Over the centuries, the Hmong people have attracted the interest of Asian and Western observers — in particular that of the Han Chinese, the English missionaries in southwest China, and the French colonials in Indochina. It was, however, only after World War II that international interest in the Hmong of Southeast Asia began to intensify, particularly during the Indochina Wars of 1946–54 and 1963–75. American intelligence services produced or commissioned ethnographic studies on highland populations in Laos, Thailand, and both parts of Vietnam, and the Hmong were the subject of several of these studies.

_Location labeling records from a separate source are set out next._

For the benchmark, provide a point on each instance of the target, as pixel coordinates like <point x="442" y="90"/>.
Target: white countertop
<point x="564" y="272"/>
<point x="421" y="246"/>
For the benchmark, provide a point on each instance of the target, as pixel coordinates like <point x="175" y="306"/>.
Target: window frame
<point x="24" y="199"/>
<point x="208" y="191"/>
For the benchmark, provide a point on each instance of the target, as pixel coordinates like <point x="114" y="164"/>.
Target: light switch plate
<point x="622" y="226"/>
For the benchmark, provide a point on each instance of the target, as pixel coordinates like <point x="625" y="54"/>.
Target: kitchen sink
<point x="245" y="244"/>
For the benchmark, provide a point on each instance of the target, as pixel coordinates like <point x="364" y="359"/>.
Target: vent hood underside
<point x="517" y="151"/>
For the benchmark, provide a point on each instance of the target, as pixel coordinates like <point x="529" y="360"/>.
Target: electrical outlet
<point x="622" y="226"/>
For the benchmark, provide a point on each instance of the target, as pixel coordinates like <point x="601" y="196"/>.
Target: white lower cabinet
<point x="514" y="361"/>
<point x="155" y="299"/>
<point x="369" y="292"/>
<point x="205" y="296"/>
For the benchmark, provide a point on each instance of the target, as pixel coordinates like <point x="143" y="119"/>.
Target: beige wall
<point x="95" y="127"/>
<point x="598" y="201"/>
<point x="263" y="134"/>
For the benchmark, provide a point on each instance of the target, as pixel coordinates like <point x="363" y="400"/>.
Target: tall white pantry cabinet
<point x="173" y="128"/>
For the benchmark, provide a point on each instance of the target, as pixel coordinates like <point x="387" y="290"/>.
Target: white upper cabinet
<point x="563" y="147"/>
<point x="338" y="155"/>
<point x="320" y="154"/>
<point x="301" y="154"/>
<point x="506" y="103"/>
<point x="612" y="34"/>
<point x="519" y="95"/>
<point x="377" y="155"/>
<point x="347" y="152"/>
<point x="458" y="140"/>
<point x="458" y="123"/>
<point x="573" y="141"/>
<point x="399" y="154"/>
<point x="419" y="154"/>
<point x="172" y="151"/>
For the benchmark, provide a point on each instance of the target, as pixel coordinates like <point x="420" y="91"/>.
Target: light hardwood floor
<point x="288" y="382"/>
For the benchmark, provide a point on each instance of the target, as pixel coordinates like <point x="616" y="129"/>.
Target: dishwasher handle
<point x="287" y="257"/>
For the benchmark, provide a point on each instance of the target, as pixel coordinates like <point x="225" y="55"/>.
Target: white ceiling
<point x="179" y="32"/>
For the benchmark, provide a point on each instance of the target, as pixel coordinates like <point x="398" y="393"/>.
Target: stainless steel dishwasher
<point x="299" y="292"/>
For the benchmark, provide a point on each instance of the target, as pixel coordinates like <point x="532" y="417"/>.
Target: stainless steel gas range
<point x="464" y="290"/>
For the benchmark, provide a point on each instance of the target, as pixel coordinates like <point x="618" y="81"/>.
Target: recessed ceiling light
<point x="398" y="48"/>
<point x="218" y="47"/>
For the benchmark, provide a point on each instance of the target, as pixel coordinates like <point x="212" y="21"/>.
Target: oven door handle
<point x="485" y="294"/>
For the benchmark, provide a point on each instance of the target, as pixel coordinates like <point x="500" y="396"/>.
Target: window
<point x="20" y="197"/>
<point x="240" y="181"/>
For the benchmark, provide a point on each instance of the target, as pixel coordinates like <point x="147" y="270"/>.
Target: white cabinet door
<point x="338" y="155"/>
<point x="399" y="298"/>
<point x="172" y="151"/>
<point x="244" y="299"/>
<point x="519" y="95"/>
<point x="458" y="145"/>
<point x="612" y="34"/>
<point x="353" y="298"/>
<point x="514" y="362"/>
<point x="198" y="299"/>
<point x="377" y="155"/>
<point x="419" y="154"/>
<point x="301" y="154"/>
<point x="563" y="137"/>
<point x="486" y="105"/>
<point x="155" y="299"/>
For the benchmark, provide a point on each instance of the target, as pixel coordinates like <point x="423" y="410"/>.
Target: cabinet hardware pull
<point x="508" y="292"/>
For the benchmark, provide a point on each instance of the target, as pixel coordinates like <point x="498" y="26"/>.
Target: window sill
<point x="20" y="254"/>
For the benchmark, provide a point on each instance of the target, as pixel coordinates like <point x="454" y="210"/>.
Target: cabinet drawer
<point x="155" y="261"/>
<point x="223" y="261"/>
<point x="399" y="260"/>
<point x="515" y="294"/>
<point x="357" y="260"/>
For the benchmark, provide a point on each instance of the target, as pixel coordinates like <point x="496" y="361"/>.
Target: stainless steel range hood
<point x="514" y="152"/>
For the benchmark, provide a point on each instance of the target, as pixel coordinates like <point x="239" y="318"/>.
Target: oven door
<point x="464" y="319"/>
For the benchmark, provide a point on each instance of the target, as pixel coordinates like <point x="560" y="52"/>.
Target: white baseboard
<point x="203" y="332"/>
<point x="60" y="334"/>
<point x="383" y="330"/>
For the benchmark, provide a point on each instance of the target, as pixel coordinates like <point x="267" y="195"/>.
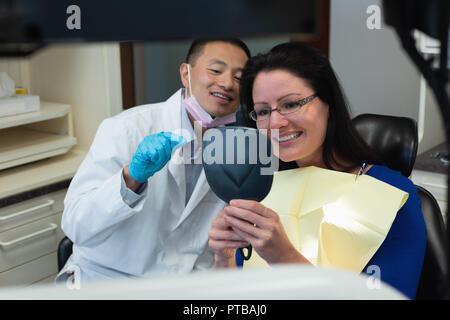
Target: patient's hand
<point x="224" y="242"/>
<point x="262" y="228"/>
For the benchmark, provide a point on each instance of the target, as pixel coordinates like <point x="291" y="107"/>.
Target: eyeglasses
<point x="285" y="108"/>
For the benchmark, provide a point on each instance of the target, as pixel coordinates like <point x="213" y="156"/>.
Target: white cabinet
<point x="29" y="235"/>
<point x="436" y="184"/>
<point x="36" y="135"/>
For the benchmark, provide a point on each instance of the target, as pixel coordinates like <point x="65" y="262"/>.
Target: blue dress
<point x="400" y="257"/>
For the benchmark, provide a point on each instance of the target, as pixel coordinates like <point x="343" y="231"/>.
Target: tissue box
<point x="19" y="104"/>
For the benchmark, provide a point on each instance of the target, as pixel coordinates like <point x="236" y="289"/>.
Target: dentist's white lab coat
<point x="156" y="235"/>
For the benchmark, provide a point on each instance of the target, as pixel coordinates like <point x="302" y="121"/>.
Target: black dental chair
<point x="395" y="139"/>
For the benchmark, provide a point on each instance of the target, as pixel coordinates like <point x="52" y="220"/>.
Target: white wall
<point x="375" y="72"/>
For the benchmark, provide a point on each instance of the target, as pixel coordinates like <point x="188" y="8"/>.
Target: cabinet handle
<point x="28" y="236"/>
<point x="48" y="203"/>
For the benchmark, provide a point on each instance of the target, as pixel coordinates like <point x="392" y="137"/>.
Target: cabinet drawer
<point x="30" y="241"/>
<point x="32" y="272"/>
<point x="31" y="210"/>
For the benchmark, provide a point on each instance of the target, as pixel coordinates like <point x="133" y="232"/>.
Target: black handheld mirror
<point x="238" y="164"/>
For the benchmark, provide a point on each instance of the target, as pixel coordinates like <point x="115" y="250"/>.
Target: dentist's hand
<point x="152" y="155"/>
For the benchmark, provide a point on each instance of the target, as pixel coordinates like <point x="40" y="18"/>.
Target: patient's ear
<point x="184" y="75"/>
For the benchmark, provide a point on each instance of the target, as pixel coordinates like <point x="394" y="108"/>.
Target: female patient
<point x="293" y="89"/>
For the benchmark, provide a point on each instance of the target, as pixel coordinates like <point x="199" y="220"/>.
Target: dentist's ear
<point x="184" y="76"/>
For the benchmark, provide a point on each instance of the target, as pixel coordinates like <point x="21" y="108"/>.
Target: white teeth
<point x="221" y="96"/>
<point x="289" y="137"/>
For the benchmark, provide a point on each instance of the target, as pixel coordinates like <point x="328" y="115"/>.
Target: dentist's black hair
<point x="342" y="142"/>
<point x="198" y="45"/>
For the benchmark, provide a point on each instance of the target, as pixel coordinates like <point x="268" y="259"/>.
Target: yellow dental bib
<point x="330" y="218"/>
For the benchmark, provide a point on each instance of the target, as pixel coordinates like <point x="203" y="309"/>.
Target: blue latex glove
<point x="152" y="154"/>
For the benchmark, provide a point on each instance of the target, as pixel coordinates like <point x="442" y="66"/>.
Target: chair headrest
<point x="393" y="138"/>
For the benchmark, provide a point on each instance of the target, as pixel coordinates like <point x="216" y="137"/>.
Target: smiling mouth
<point x="222" y="96"/>
<point x="290" y="137"/>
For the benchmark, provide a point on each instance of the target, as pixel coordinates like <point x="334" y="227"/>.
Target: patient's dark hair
<point x="312" y="66"/>
<point x="198" y="45"/>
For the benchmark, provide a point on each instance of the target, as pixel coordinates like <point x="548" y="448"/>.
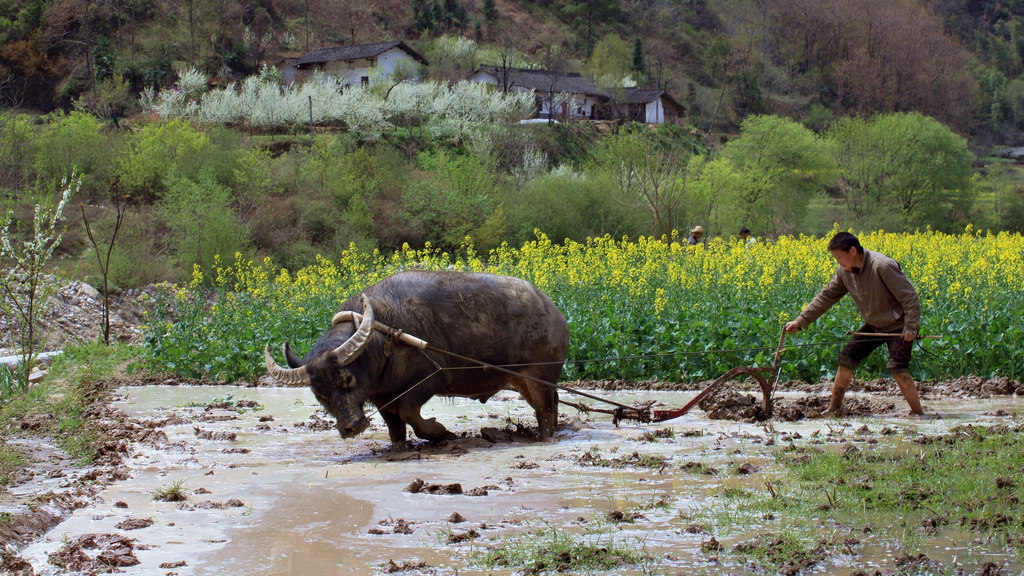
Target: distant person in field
<point x="695" y="235"/>
<point x="888" y="304"/>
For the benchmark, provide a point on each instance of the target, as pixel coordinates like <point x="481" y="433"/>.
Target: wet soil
<point x="51" y="486"/>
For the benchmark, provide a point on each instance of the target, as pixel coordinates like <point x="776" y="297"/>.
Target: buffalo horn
<point x="287" y="376"/>
<point x="354" y="345"/>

In the 1990s, after the period of political seclusion that followed the communist take-overs in Vietnam and Laos in 1975, the minority regions were rapidly being re-opened, and this could also soon happen in southern China. The possibilities today of doing field research will surely contribute significant additions to the information that has existed ever since the mid-1970s or, in the case of northern Vietnam, for more than five decades. With the present pace of modernization and acculturation of highland societies, along with the forced sedentarization process taking place over the last few years, the task of collecting information is urgent. This chapter provides an account of the migration of the Hmong from China into peninsular Southeast Asia — a critical moment in their history.
WHO ARE THE HMONG?
The ancient history of the Hmong is intimately linked to that of today's Miao of southern China. It is, however, quite another story to pretend that the earlier history of the Hmong is linked also to that of the historical “Miao” as they appear in ancient Chinese texts. The Chinese term Miao was for a long time used in a broadly generic sense and referred to many non-Han ethnic minority groups. In much the same way, no definitive conclusions can be made to ascertain the real identity of the groups called Miao by the earliest Western writers.